В 15.30 6(19) января 1905 г. международная комиссия впервые собралась в полном составе в большом зале французского МИДа на свое первое же публичное заседание. «В зале присутствовала многочисленная публика, в том числе много элегантно одетых дам и дипломатов, а также секретарь японского посольства и журналисты», — описывал увиденное нововременский корреспондент [211]. Английский, а затем и российский представители зачитали свои «заключения», предварительно напечатанные и розданные «комиссарам». Сэр Хью О’Берн никаких нарушений международных правил и даже просто странностей в действиях своих рыболовов не заметил и присутствие на Доггер–банке миноносцев категорически отрицал. Действительный статский советник Анатолий Неклюдов исходил из обратного и утверждал, что вице–адмирал Рожественский «не только имел право, но находился в абсолютной необходимости действовать именно так, как он действовал […], чтобы истребить миноносцы, атаковавшие его эскадру». «Замечательно, — отметил корреспондент «Нового времени» И. Яковлев, — что русское изложение ограничивается подтверждением лишь факта нападения, основательно не вдаваясь в вопрос, откуда явились миноносцы. Таким образом, защита русской точки зрения отнюдь не переходит в обвинение подданных какого‑либо нейтрального государства в соучастии в нападении на русскую эскадру» [212]. «Изложение великобританского агента, прочитанное первым, — делился Неклюдов со своим шефом впечатлениями от первого дня публичных слушаний, — составлено, в сущности, в очень умеренных выражениях […] Изложение это страдает некоторою запутанностью […] Напротив того, наше изложение представляет собою вполне ясный и связный рассказ о происшествии, причем отнюдь не затрагивается щекотливый вопрос о возможном подготовлении нападения в великобританских портах или об участии в этом нападении со стороны пароходов английской рыбачьей флотилии» [213]. Несмотря на это, в Форин Офис документальные материалы, представленные русской стороной, вызвали раздражение: «Они, — комментировали их из Лондона О’Берну, — в основном состоят из докладов, призванных показать, что

японская атака в Северном море была подготовлена» [214] (по смыслу — в Великобритании. — Д. П.).

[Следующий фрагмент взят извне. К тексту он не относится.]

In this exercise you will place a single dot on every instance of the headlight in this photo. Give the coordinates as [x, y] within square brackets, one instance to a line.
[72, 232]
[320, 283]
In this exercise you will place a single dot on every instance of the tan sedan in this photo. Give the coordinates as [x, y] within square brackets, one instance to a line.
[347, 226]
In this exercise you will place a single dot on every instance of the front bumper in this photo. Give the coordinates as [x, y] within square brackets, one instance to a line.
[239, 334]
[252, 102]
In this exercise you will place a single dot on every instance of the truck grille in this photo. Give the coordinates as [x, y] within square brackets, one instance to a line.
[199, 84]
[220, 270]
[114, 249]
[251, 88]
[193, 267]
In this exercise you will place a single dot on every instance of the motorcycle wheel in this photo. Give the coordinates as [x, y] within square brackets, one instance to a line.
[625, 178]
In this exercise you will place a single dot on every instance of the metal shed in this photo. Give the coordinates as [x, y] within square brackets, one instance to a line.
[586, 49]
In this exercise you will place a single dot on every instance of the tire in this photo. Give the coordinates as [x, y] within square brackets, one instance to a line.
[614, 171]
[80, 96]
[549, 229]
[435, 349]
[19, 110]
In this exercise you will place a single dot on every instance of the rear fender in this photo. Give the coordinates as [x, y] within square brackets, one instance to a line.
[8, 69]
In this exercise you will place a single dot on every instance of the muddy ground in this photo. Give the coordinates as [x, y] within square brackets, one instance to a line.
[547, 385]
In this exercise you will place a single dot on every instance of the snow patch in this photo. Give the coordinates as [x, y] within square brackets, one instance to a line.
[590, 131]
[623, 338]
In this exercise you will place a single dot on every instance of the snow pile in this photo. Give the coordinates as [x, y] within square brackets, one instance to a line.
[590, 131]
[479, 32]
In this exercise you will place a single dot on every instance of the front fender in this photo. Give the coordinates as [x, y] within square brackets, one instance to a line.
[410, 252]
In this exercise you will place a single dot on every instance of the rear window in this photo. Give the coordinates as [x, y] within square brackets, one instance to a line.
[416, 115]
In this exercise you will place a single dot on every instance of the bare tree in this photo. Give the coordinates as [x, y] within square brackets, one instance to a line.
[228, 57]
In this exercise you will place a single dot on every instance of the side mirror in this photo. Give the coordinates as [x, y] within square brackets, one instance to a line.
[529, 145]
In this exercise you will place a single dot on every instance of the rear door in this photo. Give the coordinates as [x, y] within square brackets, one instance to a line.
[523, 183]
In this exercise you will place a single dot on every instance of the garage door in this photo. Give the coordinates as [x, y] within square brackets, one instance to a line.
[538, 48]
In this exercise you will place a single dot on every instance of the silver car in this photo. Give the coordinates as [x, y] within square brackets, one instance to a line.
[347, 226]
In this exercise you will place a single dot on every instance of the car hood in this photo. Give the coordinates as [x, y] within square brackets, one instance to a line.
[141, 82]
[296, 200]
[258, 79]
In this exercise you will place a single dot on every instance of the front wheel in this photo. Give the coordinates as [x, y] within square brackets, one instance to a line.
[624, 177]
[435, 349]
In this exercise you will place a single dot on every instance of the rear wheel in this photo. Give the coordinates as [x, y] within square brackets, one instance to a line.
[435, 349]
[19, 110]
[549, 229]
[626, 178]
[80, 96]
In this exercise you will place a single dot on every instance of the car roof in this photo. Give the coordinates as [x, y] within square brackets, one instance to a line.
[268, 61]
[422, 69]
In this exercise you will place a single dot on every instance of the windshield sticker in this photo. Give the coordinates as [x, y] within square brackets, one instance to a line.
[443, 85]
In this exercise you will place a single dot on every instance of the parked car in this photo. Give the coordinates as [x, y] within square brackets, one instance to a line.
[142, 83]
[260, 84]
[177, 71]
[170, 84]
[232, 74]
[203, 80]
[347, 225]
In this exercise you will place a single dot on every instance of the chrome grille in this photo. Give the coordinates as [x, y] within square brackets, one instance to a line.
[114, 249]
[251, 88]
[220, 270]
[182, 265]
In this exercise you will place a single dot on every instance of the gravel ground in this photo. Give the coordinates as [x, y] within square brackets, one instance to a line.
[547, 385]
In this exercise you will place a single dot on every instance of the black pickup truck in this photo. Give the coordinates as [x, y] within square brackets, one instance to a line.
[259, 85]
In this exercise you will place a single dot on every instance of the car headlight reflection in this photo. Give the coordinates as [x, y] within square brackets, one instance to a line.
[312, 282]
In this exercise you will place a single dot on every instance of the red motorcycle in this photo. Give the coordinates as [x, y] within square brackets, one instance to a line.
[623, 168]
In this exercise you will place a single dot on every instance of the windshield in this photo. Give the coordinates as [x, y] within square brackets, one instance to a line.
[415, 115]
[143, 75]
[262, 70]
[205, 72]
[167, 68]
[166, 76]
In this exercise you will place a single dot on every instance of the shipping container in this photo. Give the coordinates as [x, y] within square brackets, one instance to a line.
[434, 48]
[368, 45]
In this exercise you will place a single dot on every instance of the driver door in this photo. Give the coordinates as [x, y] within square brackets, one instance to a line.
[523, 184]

На заседаниях 12(25) — 14(27) января перед «комиссарами» выступали свидетели потерпевшей стороны. Заслушивать показания 27 рыбаков оказалось делом утомительным и «снотворным», и не только для членов международной комиссии. «Все это до такой степени надоело, — вспоминал барон Таубе, — что к концу показаний свидетелей с английской стороны зал заседания представлял из себя «аравийскую пустыню», и только в первом ряду кресел мужественно выдерживала эту тоску почтенная супруга моего юридического оппонента леди Фрей, которая в своем платье, близко походившем на кринолины первых лет правления блаженной памяти королевы Виктории и в зеленой вуали на шляпке того же времени, живо напоминала юмористические фигурки из незабвенного «Панча»» [215].

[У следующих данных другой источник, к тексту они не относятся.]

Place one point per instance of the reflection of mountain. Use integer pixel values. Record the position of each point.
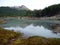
(22, 7)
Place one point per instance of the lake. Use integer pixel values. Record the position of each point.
(32, 27)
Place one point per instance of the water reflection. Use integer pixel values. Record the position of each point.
(32, 30)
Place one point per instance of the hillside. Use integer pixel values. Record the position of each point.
(8, 37)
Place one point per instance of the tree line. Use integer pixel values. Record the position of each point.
(46, 12)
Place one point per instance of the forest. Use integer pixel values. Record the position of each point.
(10, 37)
(46, 12)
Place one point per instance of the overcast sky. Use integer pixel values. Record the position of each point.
(32, 4)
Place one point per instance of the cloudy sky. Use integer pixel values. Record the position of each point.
(32, 4)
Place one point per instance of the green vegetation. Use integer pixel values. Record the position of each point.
(2, 21)
(46, 12)
(8, 37)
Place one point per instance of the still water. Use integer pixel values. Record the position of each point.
(32, 27)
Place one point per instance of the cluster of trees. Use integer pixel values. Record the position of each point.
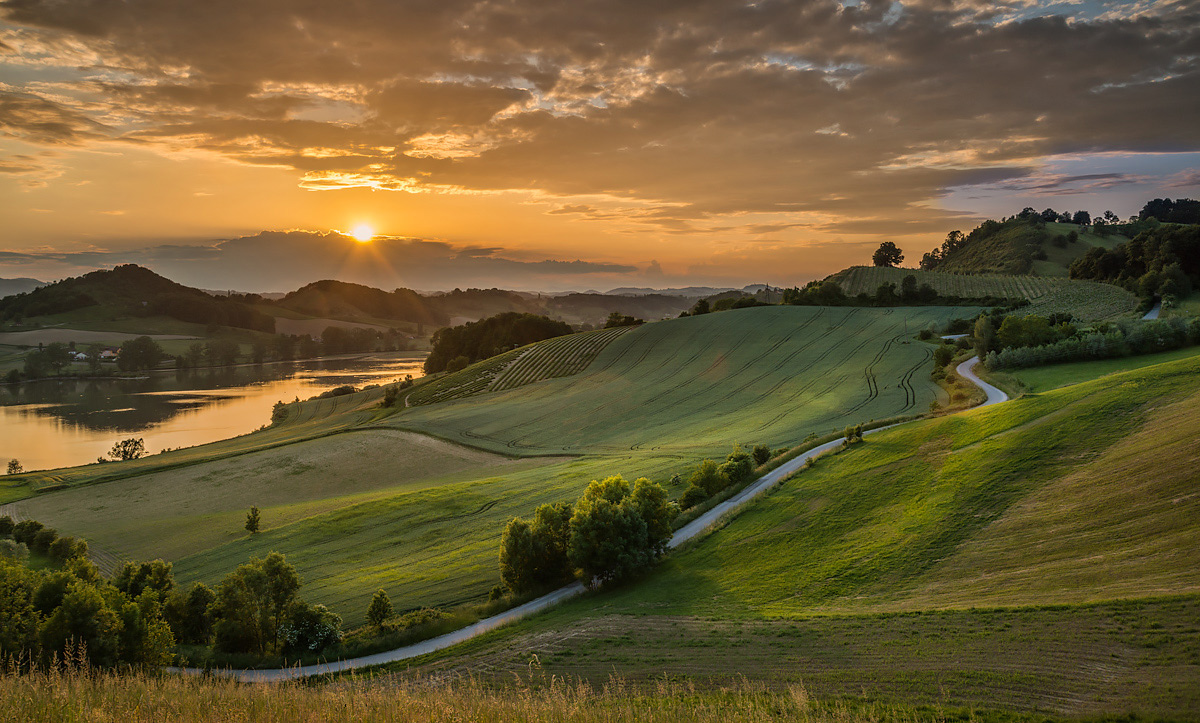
(139, 615)
(1109, 340)
(1181, 210)
(487, 338)
(135, 291)
(1162, 261)
(910, 293)
(618, 320)
(613, 531)
(709, 477)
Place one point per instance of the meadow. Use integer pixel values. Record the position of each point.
(1036, 555)
(769, 375)
(1087, 300)
(360, 497)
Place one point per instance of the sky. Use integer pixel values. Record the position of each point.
(553, 145)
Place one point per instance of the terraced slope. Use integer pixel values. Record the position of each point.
(1085, 299)
(562, 356)
(1036, 555)
(754, 375)
(559, 357)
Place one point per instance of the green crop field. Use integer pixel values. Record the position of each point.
(772, 375)
(1043, 554)
(357, 508)
(1087, 300)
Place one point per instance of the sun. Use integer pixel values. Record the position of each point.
(363, 233)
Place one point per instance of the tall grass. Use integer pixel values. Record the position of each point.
(72, 692)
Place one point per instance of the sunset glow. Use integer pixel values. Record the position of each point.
(363, 233)
(589, 149)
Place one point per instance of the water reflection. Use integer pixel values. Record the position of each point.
(59, 423)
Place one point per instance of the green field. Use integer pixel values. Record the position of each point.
(772, 375)
(363, 505)
(1041, 554)
(1087, 300)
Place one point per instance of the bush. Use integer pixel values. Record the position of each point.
(25, 530)
(693, 496)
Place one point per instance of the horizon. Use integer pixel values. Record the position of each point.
(713, 144)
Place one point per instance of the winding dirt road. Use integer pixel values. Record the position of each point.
(683, 535)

Если говорить о существе данных показаний, то единодушны свидетели–рыбаки оказались лишь в одном: никаких инструкций они не нарушали, их баркасы передвигались обычным для рыбной ловли порядком, и все положенные огни на них были зажжены вовремя. В остальном их показания были сбивчивы и противоречивы: одни говорили, что наблюдали на Доггер–банке какие‑то «черные предметы» или даже «иностранные малые суда», другие их не видели, третьи не могли воспроизвести на макете положения своих и соседних баркасов в момент инцидента и т. д. В этой мутной воде окончательно потерялись их утверждения трехмесячной давности о миноносцах, замеченных на Доггер–банке, и том из них, который оставался на месте происшествия до утра 9(22) октября. И хотя оставалось непонятным, кто в таком случае стрелял в них в то утро (английские эксперты выдвинули предположение, что это была все та же многострадальная «Камчатка»), русские делегаты в подробности вдаваться не стали и на уточнениях не настаивали, по–прежнему опасаясь «затронуть английское общественное мнение». «Показания английских рыбаков по гулльскому делу, по общему впечатлению дипломатов, — читаем в нововременском отчете, — отличаются отсутствием определенности» [216].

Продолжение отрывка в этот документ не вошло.